Lydia X. Z. Brown

Lydia X. Z. Brown

Black and white image of a young East Asian person with glasses smiling and laughing, looking slightly away from the camera. Photo by Colin Pieters.

I am an openly disabled, multiply neurodivergent advocate, organizer, educator, attorney, strategist, and writer for disability justice and disability rights. For over a decade, my work has largely focused on interpersonal and state violence against multiply-marginalized disabled people living at the intersections of race, class, gender, sexuality, nation, and language.

Currently, I work as Policy Counsel for the Privacy and Data project at the Center for Democracy and Technology; Adjunct Lecturer in Disability Studies for Georgetown University's English Department; and Director of Policy, Advocacy, and External affairs at the Autistic Women and Nonbinary Network. I'm also founder and volunteer director of the Fund for Community Reparations for Autistic People of Color's Interdependence, Survival, and Empowerment. I serve as a founding board member of the Alliance for Citizen Directed Supports, presidential appointee to the American Bar Association's Commission on Disability Rights, and co-chair of the American Bar Association's Section on Civil Rights & Social Justice, Disability Rights Committee.

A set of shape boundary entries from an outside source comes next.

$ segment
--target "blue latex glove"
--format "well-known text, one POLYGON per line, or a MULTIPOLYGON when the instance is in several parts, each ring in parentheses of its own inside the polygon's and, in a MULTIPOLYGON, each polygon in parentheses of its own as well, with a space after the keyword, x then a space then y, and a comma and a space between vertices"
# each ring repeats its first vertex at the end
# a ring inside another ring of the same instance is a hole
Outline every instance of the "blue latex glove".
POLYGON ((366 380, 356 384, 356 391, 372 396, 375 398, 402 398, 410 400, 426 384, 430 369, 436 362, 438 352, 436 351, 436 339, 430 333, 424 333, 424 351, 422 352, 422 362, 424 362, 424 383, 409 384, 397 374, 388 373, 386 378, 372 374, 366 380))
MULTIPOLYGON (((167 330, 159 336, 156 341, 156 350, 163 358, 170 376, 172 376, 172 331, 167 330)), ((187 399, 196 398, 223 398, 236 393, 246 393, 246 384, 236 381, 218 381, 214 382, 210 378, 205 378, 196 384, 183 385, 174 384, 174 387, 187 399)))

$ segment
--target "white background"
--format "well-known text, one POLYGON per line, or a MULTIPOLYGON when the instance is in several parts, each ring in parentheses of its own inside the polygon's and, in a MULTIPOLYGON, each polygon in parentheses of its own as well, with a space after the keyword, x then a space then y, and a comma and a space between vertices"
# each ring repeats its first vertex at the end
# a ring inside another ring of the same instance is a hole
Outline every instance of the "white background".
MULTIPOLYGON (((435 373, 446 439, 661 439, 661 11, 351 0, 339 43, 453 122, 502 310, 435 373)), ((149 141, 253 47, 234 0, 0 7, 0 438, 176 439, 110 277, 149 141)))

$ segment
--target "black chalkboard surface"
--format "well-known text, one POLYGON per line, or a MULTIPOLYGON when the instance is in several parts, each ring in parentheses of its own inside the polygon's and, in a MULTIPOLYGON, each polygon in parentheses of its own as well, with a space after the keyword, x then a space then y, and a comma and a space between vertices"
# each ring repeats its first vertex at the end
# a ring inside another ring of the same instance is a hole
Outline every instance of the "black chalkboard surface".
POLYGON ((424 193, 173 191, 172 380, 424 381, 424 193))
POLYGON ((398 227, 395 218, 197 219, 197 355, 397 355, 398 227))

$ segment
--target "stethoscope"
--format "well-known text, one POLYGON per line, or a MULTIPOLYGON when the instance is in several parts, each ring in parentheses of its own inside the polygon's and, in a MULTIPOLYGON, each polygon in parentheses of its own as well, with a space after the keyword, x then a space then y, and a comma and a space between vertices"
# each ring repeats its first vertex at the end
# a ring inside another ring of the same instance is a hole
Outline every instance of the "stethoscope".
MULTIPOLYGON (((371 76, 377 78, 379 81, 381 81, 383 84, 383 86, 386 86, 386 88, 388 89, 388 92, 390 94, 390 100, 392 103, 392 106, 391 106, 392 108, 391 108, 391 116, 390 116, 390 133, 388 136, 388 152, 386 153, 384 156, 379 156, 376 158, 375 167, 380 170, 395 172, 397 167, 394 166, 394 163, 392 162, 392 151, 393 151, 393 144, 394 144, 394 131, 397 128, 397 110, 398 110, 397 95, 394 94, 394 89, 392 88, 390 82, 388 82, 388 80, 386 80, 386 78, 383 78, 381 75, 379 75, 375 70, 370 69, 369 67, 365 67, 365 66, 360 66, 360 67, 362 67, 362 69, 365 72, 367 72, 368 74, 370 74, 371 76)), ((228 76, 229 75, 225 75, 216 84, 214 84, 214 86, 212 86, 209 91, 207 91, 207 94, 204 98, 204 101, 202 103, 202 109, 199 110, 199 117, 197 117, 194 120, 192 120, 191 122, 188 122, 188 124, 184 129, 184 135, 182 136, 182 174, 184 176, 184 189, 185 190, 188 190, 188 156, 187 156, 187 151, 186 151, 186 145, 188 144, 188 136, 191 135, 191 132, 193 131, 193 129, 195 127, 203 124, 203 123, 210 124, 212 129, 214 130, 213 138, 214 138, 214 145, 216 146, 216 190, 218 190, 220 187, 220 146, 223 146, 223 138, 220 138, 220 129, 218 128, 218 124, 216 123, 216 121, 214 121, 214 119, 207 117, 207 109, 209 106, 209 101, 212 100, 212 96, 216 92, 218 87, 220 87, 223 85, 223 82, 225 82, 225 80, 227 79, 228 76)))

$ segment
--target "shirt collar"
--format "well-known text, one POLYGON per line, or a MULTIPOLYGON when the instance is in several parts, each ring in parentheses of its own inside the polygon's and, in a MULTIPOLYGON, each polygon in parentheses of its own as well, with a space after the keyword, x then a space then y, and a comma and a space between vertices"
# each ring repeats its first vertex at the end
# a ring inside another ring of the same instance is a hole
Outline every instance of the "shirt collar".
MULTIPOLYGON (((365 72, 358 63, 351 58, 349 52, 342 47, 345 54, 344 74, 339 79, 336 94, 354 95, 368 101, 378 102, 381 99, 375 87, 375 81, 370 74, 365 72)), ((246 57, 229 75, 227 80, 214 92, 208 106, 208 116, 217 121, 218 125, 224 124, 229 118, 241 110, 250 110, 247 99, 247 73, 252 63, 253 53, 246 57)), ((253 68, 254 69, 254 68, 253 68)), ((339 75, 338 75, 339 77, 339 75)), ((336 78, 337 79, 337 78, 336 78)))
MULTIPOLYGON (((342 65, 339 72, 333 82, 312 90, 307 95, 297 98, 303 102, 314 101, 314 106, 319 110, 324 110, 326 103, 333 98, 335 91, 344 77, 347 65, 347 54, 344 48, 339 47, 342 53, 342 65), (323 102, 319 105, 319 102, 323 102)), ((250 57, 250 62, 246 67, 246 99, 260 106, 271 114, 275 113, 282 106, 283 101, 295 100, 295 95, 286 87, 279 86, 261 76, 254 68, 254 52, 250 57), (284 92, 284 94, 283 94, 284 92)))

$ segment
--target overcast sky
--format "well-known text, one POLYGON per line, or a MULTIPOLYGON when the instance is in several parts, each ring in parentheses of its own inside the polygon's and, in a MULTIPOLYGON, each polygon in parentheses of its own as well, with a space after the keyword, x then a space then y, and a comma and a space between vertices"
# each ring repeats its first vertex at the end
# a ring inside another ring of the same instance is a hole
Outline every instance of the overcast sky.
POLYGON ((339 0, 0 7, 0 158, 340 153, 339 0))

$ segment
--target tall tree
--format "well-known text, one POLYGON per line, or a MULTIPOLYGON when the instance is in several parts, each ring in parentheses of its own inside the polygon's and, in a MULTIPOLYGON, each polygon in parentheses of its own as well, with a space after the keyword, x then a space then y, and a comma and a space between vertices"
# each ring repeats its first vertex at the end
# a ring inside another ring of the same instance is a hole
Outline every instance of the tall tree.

Three years ago, I led publication of the co-edited anthology All the Weight of Our Dreams: On Living Racialized Autism. Previously, I've worked on algorithmic justice and disability at Georgetown Law's Institute for Tech Law & Policy and advocated for educational civil rights for disabled youth as Justice Catalyst Legal Fellow at the Bazelon Center for Mental Health Law. I'm past chairperson of the Massachusetts Developmental Disabilities Council, and former visiting lecturer at Tufts University. My writing appears in numerous community and scholarly publications.